The stamp of courtship does not mean that the couple claims ownership rights to you so that he feels entitled to intervene in all aspects of your life to the most trivial things.
The five right moves below can help you deal with possessive girlfriends without drama.
1. Say honestly that you object to his attitude
If the nature of the boyfriend's control has begun to make you uncomfortable, you should immediately ask him to talk privately. Talk casually but firmly without having to pull the veins so that your intentions are conveyed clearly.
Remind couples that even though you and he have an exclusive relationship, each of them still has interests, freedoms, and personal life that cannot be arbitrarily arranged unilaterally. You have your own life and routine, and so do you.
2. Don't be angry
To try the things above, definitely need patience and very, very large understanding. Then you are expected to be able to control your emotions as best you can to deal with possessive boyfriend behavior.

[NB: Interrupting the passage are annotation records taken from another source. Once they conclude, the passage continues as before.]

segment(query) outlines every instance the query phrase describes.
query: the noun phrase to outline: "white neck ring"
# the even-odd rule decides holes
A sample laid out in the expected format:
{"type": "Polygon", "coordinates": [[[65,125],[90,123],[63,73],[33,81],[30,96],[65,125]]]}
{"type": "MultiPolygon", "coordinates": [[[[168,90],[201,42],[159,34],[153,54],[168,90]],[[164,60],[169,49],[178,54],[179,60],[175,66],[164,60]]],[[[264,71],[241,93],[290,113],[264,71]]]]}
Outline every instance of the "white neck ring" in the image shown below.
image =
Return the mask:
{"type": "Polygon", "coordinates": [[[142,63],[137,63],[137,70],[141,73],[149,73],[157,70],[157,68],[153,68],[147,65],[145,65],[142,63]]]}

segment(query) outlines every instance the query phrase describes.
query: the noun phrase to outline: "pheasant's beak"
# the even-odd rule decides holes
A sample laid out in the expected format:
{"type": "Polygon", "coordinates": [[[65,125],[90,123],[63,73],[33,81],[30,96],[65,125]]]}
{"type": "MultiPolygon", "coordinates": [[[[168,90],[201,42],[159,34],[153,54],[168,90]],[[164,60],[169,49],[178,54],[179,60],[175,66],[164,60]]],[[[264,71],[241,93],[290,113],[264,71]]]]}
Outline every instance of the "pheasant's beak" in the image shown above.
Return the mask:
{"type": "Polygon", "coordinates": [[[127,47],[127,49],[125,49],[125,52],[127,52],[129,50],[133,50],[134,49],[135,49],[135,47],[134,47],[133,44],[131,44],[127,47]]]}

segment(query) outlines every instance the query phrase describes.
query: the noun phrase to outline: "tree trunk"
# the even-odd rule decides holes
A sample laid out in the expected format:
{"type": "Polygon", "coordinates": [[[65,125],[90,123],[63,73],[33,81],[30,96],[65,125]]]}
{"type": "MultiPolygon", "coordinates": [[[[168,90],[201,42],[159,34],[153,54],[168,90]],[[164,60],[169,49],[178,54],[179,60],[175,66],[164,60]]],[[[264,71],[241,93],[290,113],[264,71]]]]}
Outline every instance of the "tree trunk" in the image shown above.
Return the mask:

If both are equally emotional, ask for time to be alone to cool the head. The more you overreact, the more your partner will have the upper hand to control you.
3. Find out what caused it
After you devote what has stuck in your heart, now is the time for you to ask your partner what makes him possessive. If possessive boyfriend behavior is caused because he feels insecure and is afraid of you turning away or even because of blind jealousy you are afraid to hurt his feelings.
Say it firmly but without emotion that you also love and love your partner, but don't want to be restrained and controlled. That way, your partner can no longer look for opportunities to defend themselves or blame you.
4. Give more understanding
After you and your partner both straighten out the problem, try to show more attention to your partner. You can hug him to ease his anxiety when he doesn't want to lose you.
5. Make the boundaries of the relationship so as not to be more possessive
To deal with possessive girlfriend behavior, you can set limits on dating partners.
Reported by PsychCentral, psychologist Leslie Becker-Phelps, Ph.D said that you need to determine the limits where you and your partner may behave, speak and prohibit something that is felt to have exceeded the limit and will have a negative impact on the relationship together.